Despite the existing policies and commitments to limit the promotion of health-related products to minors, such as high-fat drinks, sugar and salt, alcoholic beverages or tobacco, including new products such as electronic cigarettes, WHO Europe believes there is evidence of children are still exposed to this type of product through digital channels.

The document, entitled “Supervision and Restriction of Digital Marketing of Harmful Products for Children,” advocates greater monitoring of digital advertising of this type of product by countries, but also by parents of children.

The authors of the report believe that controlling digital advertising of harmful foods targeted at children and young people can be instrumental in reducing the negative impact of health problems such as heart disease, cancer, obesity and chronic respiratory diseases, which account for 86% of deaths and 77% of health care costs in Europe.
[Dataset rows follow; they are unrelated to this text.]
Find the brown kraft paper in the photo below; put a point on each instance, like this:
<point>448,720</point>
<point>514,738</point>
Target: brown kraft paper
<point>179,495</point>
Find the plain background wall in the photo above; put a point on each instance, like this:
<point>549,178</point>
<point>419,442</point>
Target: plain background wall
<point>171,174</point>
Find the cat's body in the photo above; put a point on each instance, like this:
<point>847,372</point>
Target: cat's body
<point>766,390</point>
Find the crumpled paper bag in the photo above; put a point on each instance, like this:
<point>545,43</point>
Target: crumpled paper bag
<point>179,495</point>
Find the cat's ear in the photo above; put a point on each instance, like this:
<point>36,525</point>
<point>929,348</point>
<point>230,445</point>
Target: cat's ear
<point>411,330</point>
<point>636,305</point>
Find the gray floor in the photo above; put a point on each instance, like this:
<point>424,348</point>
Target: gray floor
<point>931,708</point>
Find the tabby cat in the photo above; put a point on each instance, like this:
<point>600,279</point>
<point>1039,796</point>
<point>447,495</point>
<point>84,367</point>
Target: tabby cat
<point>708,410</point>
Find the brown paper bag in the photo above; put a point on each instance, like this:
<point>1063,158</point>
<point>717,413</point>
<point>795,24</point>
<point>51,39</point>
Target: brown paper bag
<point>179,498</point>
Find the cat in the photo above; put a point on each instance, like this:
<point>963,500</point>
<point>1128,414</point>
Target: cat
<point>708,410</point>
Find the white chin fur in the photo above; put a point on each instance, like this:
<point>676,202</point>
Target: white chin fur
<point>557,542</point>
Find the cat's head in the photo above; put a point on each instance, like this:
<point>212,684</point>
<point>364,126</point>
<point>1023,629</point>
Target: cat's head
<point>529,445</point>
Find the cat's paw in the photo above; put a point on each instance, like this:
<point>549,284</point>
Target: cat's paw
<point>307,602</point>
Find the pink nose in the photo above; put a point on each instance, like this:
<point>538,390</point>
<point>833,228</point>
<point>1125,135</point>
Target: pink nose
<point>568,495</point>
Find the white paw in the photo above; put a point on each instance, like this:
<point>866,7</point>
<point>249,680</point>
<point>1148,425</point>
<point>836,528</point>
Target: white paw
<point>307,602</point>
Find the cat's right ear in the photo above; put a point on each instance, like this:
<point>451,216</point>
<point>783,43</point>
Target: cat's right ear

The report is the result of a meeting with experts held in June in Moscow, with João Breda being the coordinator of the European Union’s Directorate for the prevention and control of chronic noncommunicable diseases, covering 53 countries, including Portugal.

The meeting wanted to discuss the challenges of digital advertising for health-related products, bearing in mind that children spend more and more time on the Internet, especially on platforms and social networks such as Instagram, Facebook, YouTube or Snapchat, and that exposure to digital advertising increased.

Some organizations, such as advertising agencies, are using sophisticated techniques, taking advantage of the fact that the growing use of mobile phones and social networks allows the transmission of personalized and targeted messages and “increasingly persuasive,” the authors write.

Experts also concluded that “regulatory and self-regulatory strategies for traditional television and other media are obsolete,” told Breda after the presentation of the study in London.

One consequence was the development of a tool called CLICK to monitor children’s exposure to digital advertising, which will initially be tested by some countries, and whose results are expected to be released later this year.

A more muscular attitude is needed by parts of public entities, but countries can not work alone, so we want to develop common tools and strategies,” said João Breda.